The Steiner Tree Problem: Novel QUBO Formulation and Quantum Annealing Implementation
- URL: http://arxiv.org/abs/2603.04089v1
- Date: Wed, 04 Mar 2026 13:59:36 GMT
- Title: The Steiner Tree Problem: Novel QUBO Formulation and Quantum Annealing Implementation
- Authors: Dan Li, Xiang-Hui Wu, Ji-Rong Liu,
- Abstract summary: The Steiner Tree Problem (STP) is a well-known NP-hard optimization problem, which has wide applications in network design, integrated circuit layout, bioinformatics, and other fields.<n>Traditional algorithms often struggle to balance efficiency and solution quality when dealing with large-scale instances.
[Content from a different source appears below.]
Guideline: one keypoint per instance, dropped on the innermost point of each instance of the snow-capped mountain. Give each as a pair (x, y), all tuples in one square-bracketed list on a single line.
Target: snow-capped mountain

- Score: 2.7455927123752173
- License: http://creativecommons.org/licenses/by-sa/4.0/
- Abstract: The Steiner Tree Problem (STP) is a well-known NP-hard combinatorial optimization problem, which has wide applications in network design, integrated circuit layout, bioinformatics, and other fields. However, traditional algorithms often struggle to balance efficiency and solution quality when dealing with large-scale STP instances. In this paper, we propose a new quantum annealing-based algorithm for solving the STP: we first model the STP into a quadratic unconstrained binary optimization (QUBO) form suitable for quantum annealing, then design a corresponding encoding strategy, and finally verify the algorithm through experimental tests. The results show that our quantum annealing-based method can obtain high-quality solutions with relatively low computational overhead for moderate-scale STP instances, providing a new feasible path for handling this intractable combinatorial optimization problem.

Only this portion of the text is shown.